Giuseppe Verdi, Il trovatore

★★★☆☆

Monaco, Nationaltheater, 5 luglio 2013

(live streaming)

«Di qual tetra luce»

Come si può mettere il scena Il trovatore senza farlo diventare la caricatura dei Marx Brothers? L’assurda e macchinosa vicenda se la decostruisci perde senso, tanto vale allora prenderla sul serio come fa Olivier Py alla Bayerische Staatsoper.
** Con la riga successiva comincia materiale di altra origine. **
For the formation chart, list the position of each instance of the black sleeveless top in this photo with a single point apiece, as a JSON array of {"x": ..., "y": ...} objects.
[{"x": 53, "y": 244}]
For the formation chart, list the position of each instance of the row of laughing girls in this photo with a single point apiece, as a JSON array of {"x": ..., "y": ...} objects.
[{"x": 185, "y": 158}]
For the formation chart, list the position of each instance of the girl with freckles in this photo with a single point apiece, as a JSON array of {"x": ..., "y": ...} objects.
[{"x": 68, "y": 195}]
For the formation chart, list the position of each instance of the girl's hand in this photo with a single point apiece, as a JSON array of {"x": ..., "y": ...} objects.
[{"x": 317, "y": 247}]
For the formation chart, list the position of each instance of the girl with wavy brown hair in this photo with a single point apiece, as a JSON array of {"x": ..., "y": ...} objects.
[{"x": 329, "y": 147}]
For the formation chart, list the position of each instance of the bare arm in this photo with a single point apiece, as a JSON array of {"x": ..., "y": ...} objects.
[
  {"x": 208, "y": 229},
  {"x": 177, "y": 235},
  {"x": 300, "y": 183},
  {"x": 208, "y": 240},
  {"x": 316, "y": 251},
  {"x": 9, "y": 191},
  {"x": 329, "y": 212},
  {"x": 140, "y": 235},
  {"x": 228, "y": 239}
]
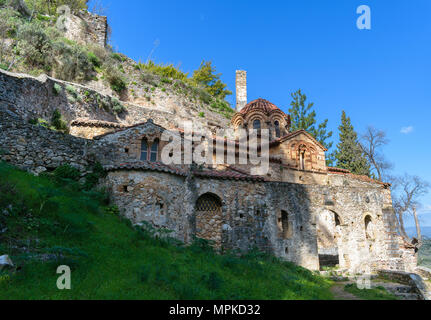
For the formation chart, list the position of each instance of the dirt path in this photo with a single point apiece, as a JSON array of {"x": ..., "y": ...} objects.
[{"x": 339, "y": 293}]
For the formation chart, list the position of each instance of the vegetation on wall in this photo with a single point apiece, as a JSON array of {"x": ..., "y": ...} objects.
[
  {"x": 304, "y": 117},
  {"x": 349, "y": 154},
  {"x": 51, "y": 221}
]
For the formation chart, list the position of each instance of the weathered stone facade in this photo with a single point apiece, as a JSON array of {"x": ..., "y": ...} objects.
[
  {"x": 301, "y": 210},
  {"x": 87, "y": 28}
]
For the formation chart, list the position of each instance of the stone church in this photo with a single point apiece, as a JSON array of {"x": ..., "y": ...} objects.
[{"x": 301, "y": 210}]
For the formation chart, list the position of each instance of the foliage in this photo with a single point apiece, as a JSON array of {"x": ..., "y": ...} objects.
[
  {"x": 67, "y": 172},
  {"x": 115, "y": 78},
  {"x": 165, "y": 71},
  {"x": 50, "y": 6},
  {"x": 57, "y": 122},
  {"x": 377, "y": 293},
  {"x": 349, "y": 153},
  {"x": 372, "y": 143},
  {"x": 206, "y": 77},
  {"x": 112, "y": 260},
  {"x": 56, "y": 89},
  {"x": 304, "y": 117}
]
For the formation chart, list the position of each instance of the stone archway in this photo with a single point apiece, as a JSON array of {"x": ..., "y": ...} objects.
[
  {"x": 209, "y": 218},
  {"x": 327, "y": 238}
]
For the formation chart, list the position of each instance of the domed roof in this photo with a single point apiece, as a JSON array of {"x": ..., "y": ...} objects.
[{"x": 261, "y": 105}]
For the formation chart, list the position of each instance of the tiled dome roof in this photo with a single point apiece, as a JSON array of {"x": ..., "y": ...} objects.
[{"x": 260, "y": 104}]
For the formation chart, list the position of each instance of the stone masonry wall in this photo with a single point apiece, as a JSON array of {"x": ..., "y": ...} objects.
[
  {"x": 37, "y": 149},
  {"x": 251, "y": 214}
]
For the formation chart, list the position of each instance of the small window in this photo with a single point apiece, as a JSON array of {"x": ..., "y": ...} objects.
[
  {"x": 277, "y": 129},
  {"x": 256, "y": 125},
  {"x": 144, "y": 150},
  {"x": 302, "y": 160},
  {"x": 337, "y": 219},
  {"x": 154, "y": 150},
  {"x": 285, "y": 224}
]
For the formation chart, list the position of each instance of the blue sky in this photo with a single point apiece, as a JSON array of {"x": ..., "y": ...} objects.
[{"x": 380, "y": 77}]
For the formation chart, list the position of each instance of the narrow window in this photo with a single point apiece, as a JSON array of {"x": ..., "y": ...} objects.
[
  {"x": 144, "y": 149},
  {"x": 256, "y": 125},
  {"x": 277, "y": 129},
  {"x": 302, "y": 160},
  {"x": 285, "y": 224},
  {"x": 154, "y": 150},
  {"x": 337, "y": 219}
]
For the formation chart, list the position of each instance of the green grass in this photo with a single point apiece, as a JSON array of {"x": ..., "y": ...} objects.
[
  {"x": 51, "y": 221},
  {"x": 377, "y": 293}
]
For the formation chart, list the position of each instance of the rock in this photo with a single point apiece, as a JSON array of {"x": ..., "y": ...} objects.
[{"x": 5, "y": 262}]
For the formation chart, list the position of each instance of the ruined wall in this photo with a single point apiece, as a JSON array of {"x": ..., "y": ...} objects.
[
  {"x": 38, "y": 149},
  {"x": 30, "y": 97},
  {"x": 87, "y": 28},
  {"x": 252, "y": 216}
]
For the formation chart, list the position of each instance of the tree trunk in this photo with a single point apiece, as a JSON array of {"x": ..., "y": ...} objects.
[
  {"x": 401, "y": 226},
  {"x": 418, "y": 227}
]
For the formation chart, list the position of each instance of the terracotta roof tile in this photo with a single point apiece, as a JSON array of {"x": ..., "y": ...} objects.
[
  {"x": 262, "y": 105},
  {"x": 145, "y": 165},
  {"x": 96, "y": 123},
  {"x": 226, "y": 175}
]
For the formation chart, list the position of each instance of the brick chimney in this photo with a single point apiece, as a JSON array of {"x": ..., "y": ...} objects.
[{"x": 241, "y": 89}]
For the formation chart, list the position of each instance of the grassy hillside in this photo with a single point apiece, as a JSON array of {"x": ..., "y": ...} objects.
[
  {"x": 50, "y": 221},
  {"x": 424, "y": 258}
]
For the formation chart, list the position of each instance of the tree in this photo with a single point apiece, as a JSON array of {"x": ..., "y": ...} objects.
[
  {"x": 206, "y": 77},
  {"x": 371, "y": 143},
  {"x": 349, "y": 154},
  {"x": 410, "y": 189},
  {"x": 304, "y": 117}
]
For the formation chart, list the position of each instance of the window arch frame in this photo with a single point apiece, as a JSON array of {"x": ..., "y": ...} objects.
[{"x": 144, "y": 149}]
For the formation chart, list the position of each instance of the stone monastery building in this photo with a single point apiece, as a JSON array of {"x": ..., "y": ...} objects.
[{"x": 302, "y": 210}]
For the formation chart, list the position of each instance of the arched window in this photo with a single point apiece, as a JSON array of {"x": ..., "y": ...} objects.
[
  {"x": 285, "y": 224},
  {"x": 369, "y": 232},
  {"x": 144, "y": 149},
  {"x": 277, "y": 129},
  {"x": 207, "y": 207},
  {"x": 256, "y": 125},
  {"x": 154, "y": 150},
  {"x": 302, "y": 160},
  {"x": 337, "y": 219}
]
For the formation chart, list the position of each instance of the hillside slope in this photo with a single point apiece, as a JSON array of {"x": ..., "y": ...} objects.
[
  {"x": 50, "y": 221},
  {"x": 95, "y": 80}
]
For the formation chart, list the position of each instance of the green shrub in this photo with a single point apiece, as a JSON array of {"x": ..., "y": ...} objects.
[
  {"x": 34, "y": 45},
  {"x": 57, "y": 122},
  {"x": 94, "y": 59},
  {"x": 67, "y": 172},
  {"x": 57, "y": 89},
  {"x": 115, "y": 79},
  {"x": 165, "y": 71}
]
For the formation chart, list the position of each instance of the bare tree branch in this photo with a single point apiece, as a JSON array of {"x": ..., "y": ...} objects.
[
  {"x": 406, "y": 200},
  {"x": 371, "y": 143}
]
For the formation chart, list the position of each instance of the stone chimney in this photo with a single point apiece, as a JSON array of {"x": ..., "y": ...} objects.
[{"x": 241, "y": 89}]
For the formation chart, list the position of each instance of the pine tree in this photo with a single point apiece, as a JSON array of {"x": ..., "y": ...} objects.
[
  {"x": 206, "y": 77},
  {"x": 349, "y": 154},
  {"x": 304, "y": 117}
]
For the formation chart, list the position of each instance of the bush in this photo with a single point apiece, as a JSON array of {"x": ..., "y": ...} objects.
[
  {"x": 58, "y": 123},
  {"x": 34, "y": 45},
  {"x": 115, "y": 79},
  {"x": 94, "y": 59},
  {"x": 165, "y": 71},
  {"x": 67, "y": 172},
  {"x": 57, "y": 89}
]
La sua lettura “new gothic” si avvale del complesso apparato scenografico del fedele Pierre-André Weitz che si occupa anche dei costumi – quindi è suo il gilet di paillettes di Manrico!
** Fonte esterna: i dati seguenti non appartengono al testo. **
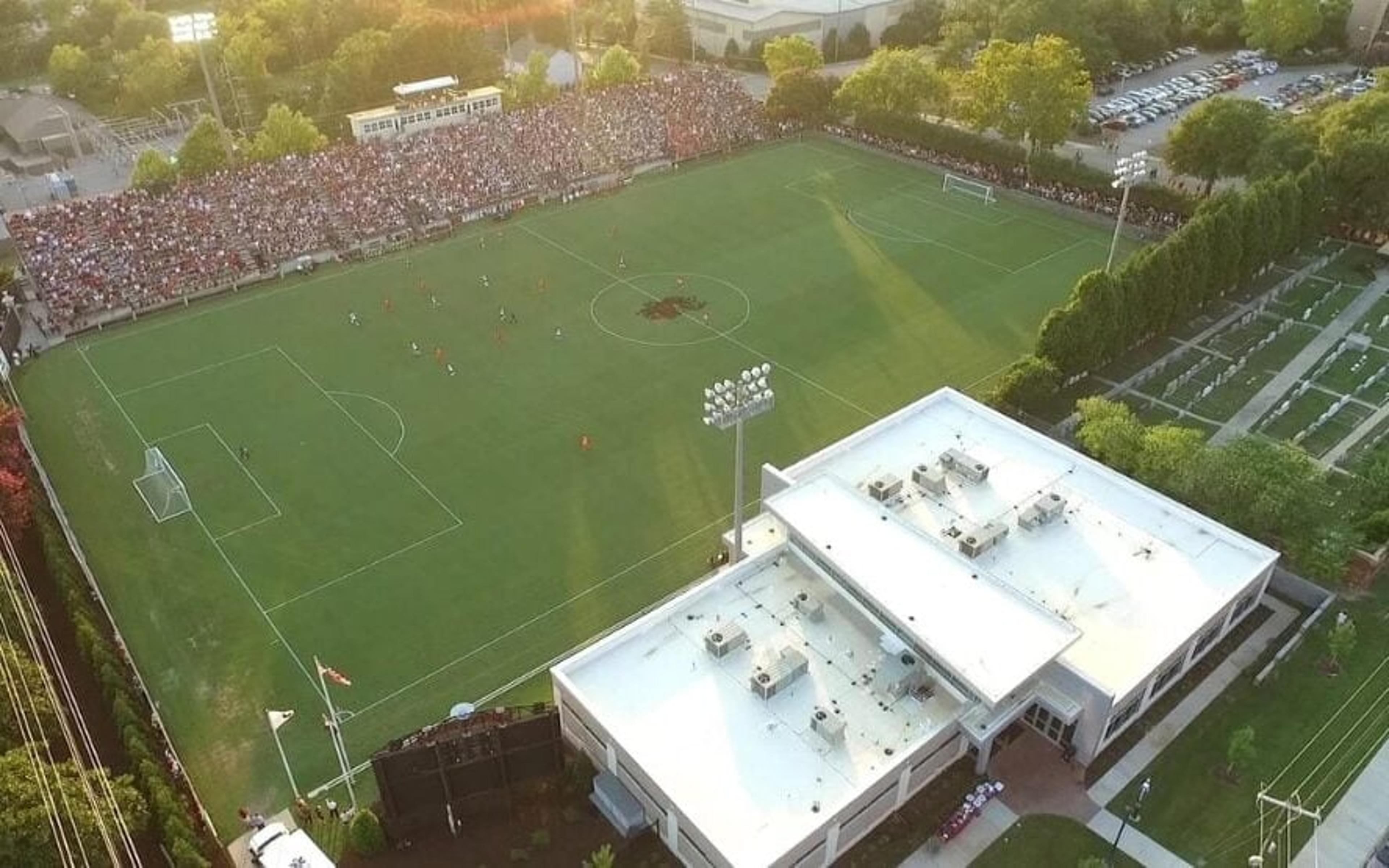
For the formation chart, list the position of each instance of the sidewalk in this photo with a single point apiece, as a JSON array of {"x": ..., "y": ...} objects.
[
  {"x": 1294, "y": 371},
  {"x": 1359, "y": 821},
  {"x": 976, "y": 839},
  {"x": 1160, "y": 737},
  {"x": 1148, "y": 852}
]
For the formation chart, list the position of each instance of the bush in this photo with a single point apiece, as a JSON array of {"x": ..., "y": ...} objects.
[{"x": 365, "y": 834}]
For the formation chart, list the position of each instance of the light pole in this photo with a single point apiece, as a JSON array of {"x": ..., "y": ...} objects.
[
  {"x": 199, "y": 28},
  {"x": 730, "y": 403},
  {"x": 1133, "y": 814},
  {"x": 1129, "y": 171}
]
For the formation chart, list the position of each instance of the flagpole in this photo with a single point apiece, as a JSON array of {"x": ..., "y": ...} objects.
[
  {"x": 274, "y": 731},
  {"x": 335, "y": 734}
]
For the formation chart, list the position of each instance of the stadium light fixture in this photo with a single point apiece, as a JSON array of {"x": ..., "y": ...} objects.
[
  {"x": 198, "y": 28},
  {"x": 1129, "y": 171},
  {"x": 729, "y": 403}
]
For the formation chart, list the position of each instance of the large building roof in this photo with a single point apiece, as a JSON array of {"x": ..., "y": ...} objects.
[{"x": 1137, "y": 573}]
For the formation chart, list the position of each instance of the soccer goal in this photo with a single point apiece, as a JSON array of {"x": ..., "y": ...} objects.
[
  {"x": 160, "y": 488},
  {"x": 955, "y": 184}
]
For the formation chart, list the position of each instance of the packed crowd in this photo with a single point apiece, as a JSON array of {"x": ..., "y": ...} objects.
[
  {"x": 139, "y": 249},
  {"x": 1016, "y": 177}
]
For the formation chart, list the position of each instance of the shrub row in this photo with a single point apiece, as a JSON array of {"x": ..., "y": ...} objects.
[{"x": 131, "y": 712}]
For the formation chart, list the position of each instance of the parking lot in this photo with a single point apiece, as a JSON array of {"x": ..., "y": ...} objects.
[{"x": 1152, "y": 135}]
Su una piattaforma rotante un’imponente struttura metallica piena di macchinari e ruote ad ogni giro mostra qualcosa di diverso: una locomotiva, un bosco di alberi scheletriti, un teatrino, uno schermo cinematografico, un crocefisso in fiamme, una camera da letto, una serie di facciate di case… Con gran profusione di neonati sanguinolenti, manichini maschili e femminili, fantasmi della zingara arsa sul rogo, mimi,  ballerini/e, comparse varie, lo spirito è quello del drammone a fosche tinte di Gutiérrez. Le luci di Bertrand Killy rendono ancora più vividi, al limite dell’espressionismo, le immagini delle quattro parti in cui è suddivisa l’opera. Al più si può criticare Py per mettere esplicitamente in scena quello che viene solo raccontato (la pantomima della zingara al rogo) o di sottolineare quanto viene cantato («Non può nemmeno un dio» afferma il Conte di Luna spezzando un crocefisso), ma la turgida vicenda qui ha una sua forza che nonostante tutto non vira nel grottesco malgrado il continuo trambusto e affollamento in scena.
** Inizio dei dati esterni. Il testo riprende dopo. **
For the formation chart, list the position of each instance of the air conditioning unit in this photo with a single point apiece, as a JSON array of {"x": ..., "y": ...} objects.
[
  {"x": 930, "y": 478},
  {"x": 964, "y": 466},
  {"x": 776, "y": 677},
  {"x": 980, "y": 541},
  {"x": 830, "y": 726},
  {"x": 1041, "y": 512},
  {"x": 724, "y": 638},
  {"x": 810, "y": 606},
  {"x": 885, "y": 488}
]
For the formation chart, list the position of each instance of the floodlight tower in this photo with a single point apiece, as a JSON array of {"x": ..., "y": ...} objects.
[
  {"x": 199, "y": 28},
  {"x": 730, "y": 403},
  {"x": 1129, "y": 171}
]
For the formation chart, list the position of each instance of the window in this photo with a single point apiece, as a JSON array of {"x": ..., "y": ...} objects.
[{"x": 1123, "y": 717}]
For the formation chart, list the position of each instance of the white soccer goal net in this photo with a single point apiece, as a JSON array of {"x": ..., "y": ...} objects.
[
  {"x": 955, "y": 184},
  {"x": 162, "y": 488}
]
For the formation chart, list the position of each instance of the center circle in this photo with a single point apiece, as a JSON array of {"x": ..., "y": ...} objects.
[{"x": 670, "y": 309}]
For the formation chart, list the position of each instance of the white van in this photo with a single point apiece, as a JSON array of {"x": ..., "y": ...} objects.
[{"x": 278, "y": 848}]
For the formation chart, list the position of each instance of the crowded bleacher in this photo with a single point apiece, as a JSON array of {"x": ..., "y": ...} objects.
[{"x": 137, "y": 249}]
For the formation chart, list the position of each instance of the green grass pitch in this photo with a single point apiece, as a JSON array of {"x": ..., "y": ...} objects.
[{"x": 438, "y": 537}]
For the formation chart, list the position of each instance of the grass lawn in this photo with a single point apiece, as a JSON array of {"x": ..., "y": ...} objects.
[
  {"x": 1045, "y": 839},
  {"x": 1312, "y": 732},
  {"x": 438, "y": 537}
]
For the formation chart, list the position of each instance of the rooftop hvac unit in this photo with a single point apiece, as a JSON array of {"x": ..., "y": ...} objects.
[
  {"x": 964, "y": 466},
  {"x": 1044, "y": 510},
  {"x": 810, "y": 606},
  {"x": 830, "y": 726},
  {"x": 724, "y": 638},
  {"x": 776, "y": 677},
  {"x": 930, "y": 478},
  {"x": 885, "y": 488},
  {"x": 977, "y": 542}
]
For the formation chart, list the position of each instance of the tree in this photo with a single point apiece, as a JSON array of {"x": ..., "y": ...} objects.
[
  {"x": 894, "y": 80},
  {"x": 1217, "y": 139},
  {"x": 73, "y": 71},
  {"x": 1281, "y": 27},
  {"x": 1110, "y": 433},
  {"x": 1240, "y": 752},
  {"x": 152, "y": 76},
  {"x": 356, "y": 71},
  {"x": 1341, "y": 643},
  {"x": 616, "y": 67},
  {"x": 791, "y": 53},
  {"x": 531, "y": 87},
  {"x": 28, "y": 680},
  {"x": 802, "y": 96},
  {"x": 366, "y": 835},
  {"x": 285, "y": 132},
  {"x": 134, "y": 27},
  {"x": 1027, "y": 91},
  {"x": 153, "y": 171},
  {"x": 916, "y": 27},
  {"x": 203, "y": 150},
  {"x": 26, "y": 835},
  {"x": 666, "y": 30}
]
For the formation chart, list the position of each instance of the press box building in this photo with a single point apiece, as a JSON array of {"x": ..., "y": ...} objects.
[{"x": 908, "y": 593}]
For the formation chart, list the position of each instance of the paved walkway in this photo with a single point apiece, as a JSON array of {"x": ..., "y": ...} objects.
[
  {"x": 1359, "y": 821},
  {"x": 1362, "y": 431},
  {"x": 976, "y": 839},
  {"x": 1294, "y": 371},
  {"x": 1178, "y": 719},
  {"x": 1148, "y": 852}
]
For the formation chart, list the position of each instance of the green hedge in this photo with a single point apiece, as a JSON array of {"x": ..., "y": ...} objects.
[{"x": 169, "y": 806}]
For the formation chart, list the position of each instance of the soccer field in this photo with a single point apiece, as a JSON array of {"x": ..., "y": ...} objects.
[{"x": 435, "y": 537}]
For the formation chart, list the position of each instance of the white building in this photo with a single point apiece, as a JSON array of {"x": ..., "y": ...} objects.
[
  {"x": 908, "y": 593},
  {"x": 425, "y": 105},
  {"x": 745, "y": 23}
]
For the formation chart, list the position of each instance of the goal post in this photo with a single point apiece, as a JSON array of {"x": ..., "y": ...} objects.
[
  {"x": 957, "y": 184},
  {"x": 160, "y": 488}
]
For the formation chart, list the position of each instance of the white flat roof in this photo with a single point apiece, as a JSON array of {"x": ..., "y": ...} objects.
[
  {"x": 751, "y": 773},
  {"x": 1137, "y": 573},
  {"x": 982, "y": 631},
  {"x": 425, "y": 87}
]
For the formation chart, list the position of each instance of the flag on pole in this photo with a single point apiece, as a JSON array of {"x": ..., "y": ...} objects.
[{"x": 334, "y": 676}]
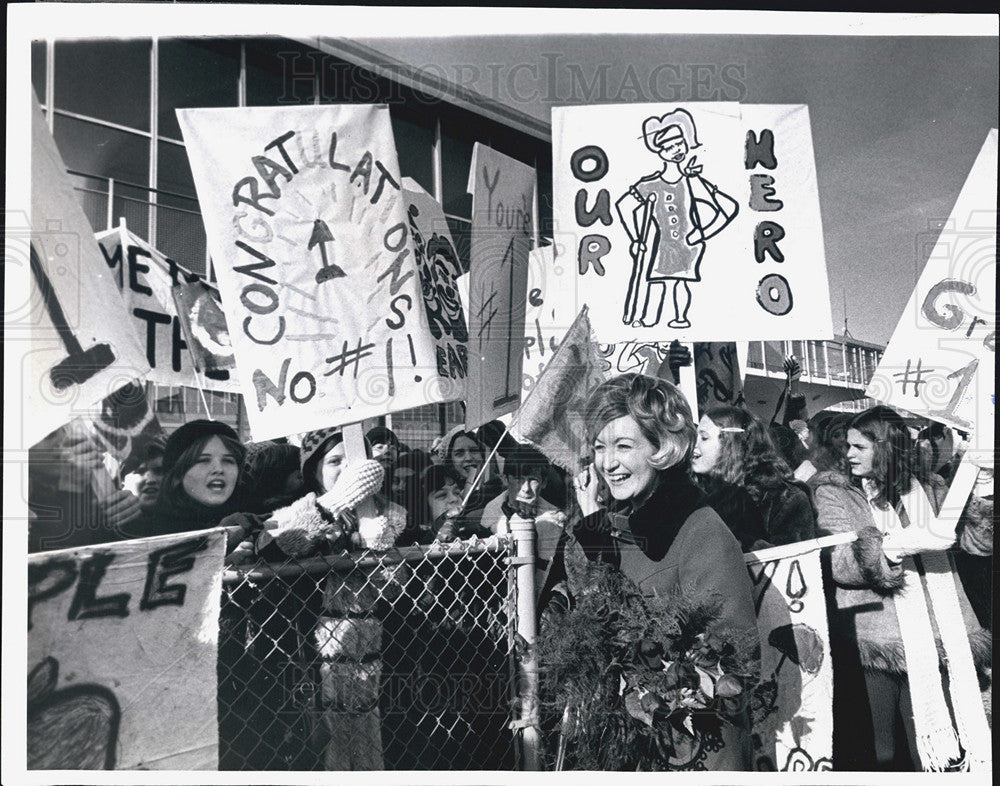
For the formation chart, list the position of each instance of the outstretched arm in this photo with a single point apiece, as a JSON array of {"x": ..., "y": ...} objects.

Coerente con la sovrabbondante scelta registica è la direzione di fuoco di Paolo Carignani, con strette impetuose e ritmi incalzanti accanto a languidi cantabili. Alla sua concertazione si adegua un cast di grande livello nei due personaggi principali. Lo scavo psicologico è impresa impossibile nel caso di Manrico, ma Jonas Kaufmann riesce comunque a trasmettere una naturale empatia per il suo personaggio: parte a gambe larghe come il tipico tenore/eroe da melodramma (e il suo «Deserto in terra» è un tantino stentoreo), ma presto gioca la carta dell’introversione e della malinconia, cosa che gli riesce sempre molto bene e qui il meglio lo dà nelle mezze voci nei suoi duetti con Leonora e con la madre, dove i pianissimi e le smorzature sono una lezione di elegia liederistica. Comunque, quando viene il momento della “pira” – qui abbassata di mezzo tono, ma con la ripresa – lo squillo non manca e fa venir giù il teatro dagli applausi. Vocalmente sontuosissima, stilisticamente ineccepibile e dai fiati prodigiosi è Anja Harteros, una Leonora qui cieca. Questa sua menomazione dà ancora maggiore risalto al suo destino funesto che inizia con un amore impossibile, prende in considerazione la clausura in convento e culmina nel suicidio con veleno. Spiega inoltre il suo scambio di persona nella prima parte, la sua domanda «Sei tu dal ciel disceso, | o in ciel son io con te?» nella seconda e il suo lamentare «Di qual tetra luce | il nostro imen risplende!» nella terza. Se talora le prove verdiane della Harteros hanno avuto un che di algido, qui invece gli slanci hanno un fuoco sorprendente e il personaggio acquista una particolare vivezza, molto apprezzata dal pubblico. Voluminoso ma monocorde Alekseij Markov così che il personaggio del Conte di Luna rimane solo rozzamente sbozzato. Non memorabile il Ferrando di Kwangchul Youn. Meglio i comprimari Ines e Ruiz, affidati rispettivamente a Golda Schultz e Francesco Petrozzi.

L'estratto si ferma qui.